Perhaps you'd like to stop bundling your laptop up in blankets. If you've got it on a flat surface, so long as you've dusted the vents out regularly, it shouldn't overheat unless it's a really crappy machine. My MacBook Pro and my friend's HP Envy m6 both handle pretty much everything without blowing up. That said, gaming laptops that are purpose-built for gaming? Ironically enough, they're usually the ones that overheat all the damn time.


----------



## Teal (May 27, 2013)

It takes it a little bit long to get to hot but not by much. I just keep getting shitty laptops. ;_;


----------



## AshleyAshes (May 28, 2013)

Laptops are not supposed to overheat.  There isn't supposed to be such a thing as a laptop that when you run a high CPU load on it that it will over heat unless there is something wrong with it.  Manufacturing error, cooling system assembled wrong, tonne of dust clogging the vents.  If it's new and have this issue you should return it for repairs or replacement.  If it's not new, you should clean out the vents with compressed air or something.  Every laptop is supposed to be able to sit, running the CPU at 100%, 24/7 without overheating.

I'm actually surprised with how complacent people frequently are with these things.  I mean, if you bought a CHEAP car and it would die if you drove 65mph for more than 3hrs, would you just go 'Aww shucks' or would you go back to the dealer and say 'WTF DUDE?  FIX IT. D:'?

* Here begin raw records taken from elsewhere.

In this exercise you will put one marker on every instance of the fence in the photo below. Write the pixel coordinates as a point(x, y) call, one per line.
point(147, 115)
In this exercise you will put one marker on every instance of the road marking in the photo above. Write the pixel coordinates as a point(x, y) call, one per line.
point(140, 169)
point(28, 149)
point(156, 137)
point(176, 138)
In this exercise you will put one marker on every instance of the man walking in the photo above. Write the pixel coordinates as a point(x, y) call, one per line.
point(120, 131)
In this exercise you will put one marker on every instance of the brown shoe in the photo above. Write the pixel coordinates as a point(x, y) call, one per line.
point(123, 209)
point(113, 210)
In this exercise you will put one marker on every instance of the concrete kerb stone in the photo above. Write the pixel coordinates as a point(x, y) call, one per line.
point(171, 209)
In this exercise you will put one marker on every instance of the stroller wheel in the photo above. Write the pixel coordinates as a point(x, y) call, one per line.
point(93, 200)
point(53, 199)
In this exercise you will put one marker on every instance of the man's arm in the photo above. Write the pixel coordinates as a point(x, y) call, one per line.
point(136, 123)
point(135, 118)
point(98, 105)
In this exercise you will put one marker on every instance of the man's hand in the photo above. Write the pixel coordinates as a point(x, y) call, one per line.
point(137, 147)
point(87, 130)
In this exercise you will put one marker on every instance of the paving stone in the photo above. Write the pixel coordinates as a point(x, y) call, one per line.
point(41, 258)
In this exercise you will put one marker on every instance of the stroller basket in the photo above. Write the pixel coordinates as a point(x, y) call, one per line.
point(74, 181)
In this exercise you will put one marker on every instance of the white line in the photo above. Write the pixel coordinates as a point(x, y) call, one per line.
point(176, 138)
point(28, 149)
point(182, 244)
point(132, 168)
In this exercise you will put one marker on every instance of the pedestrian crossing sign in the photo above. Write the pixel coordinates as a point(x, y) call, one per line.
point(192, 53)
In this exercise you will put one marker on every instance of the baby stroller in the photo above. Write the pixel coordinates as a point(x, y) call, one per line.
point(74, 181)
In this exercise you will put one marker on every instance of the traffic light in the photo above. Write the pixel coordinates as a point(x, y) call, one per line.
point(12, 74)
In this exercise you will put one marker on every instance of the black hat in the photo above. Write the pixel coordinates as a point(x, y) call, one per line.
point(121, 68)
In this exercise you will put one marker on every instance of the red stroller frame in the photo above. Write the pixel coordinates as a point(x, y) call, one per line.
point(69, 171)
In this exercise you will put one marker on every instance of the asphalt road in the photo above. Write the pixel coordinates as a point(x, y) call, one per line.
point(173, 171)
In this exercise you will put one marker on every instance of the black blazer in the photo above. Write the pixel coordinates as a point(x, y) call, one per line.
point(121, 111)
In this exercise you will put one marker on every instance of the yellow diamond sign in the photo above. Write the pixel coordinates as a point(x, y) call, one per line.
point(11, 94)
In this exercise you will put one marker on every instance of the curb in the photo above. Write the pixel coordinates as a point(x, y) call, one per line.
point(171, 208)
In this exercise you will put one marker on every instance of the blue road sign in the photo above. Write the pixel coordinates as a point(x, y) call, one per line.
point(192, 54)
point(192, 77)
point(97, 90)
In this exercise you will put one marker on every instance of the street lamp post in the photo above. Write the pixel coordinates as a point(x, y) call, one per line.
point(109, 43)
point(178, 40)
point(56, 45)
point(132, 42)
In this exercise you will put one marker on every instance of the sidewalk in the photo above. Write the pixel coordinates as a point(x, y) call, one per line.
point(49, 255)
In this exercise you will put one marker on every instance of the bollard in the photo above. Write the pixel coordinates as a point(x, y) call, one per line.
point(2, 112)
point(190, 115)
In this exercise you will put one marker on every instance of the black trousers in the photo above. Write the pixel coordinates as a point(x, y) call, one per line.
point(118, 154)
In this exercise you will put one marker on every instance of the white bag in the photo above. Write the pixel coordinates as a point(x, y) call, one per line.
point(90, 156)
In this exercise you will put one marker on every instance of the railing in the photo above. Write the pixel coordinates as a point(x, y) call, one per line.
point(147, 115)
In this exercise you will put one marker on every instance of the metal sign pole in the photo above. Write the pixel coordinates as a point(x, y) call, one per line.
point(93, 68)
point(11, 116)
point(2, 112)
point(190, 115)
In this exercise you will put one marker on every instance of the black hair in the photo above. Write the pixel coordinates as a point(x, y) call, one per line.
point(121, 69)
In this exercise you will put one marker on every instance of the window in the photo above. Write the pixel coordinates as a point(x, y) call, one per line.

That also said, what's 'hot' to a human being isn't necessarily hot to a laptop.  Laptops actually can get up to 70-80'C, sometimes even more in the higher end models, but this is fine.  Most have a limit around 95-100'C and they WILL shut themselves off before they fail.  So even if it seems really hot to human touch, it's fine for the CPU.  It's made of metal instead of weak fleshy-flesh.


----------



## Teal (May 28, 2013)

It gets hot enough that I can't touch the trackpad, and gives off a weird odor. It's not a new laptop, and there's not really any dust in it. :/


----------



## Drake Ukkonen (May 28, 2013)

Asus Republic of Gamers, IMO.

Please don't shell out half your life's savings for an alienware, whatever you do.


----------



## Runefox (May 28, 2013)

The ASUS G-series systems tend to be pretty impressive, but also pretty unreliable I find. They have issues with thermal management, but at the same time they're better at it than Alienware.


----------



## -SHINY- (May 30, 2013)

http://www.bestbuy.com/site/Sony+-+Geek+Squad+Certified+Refurbished+13.3%26%2334%3B+Laptop+-+8GB+Memory+-+Silver/6867971.p;jsessionid=07A684ACDBC66720DA018AF8B2EFC2D5.bbolsp-app01-165?id=1218810021928&skuId=6867971
In my opinion this is a good deal for 8g ram etc......


----------



## Saga (May 31, 2013)

Got a budget?


----------



## DMAN14 (Jun 1, 2013)

Runefox said:


> A higher end model I'd recommend would be the ASUS N56VJ-DH71. It's pretty decked out with a 1080p screen, i7, 8GB of RAM and decent dedicated graphics, and it should handle anything you can throw at it.



My laptop is actually a ASUS N56VZ-RB71. For the price and size it has some serious power. It can run alot of my power hunger engineering programs and does it pretty well. It is built great and I love the keyboard, screen, and (after a while) the touchpad. It has great internal audio. It also VGA which is still important for me and set it up to have a external HDMI, and VGA monitor and still use the screen. However, its not the slimmest thing out there and more importantly the battery life is subpar.

I kinda wish I got the samsung I was also looking at. I think it was like a series 7. Where I went wrong is I was looking at 15" laptops, I wanted a keypad and I thought 17" would be too big. What I didn't realize is the ASUS has such a big bezel that the 17" samsung was really similar sized. The 17' also had VGA and everything else I wanted.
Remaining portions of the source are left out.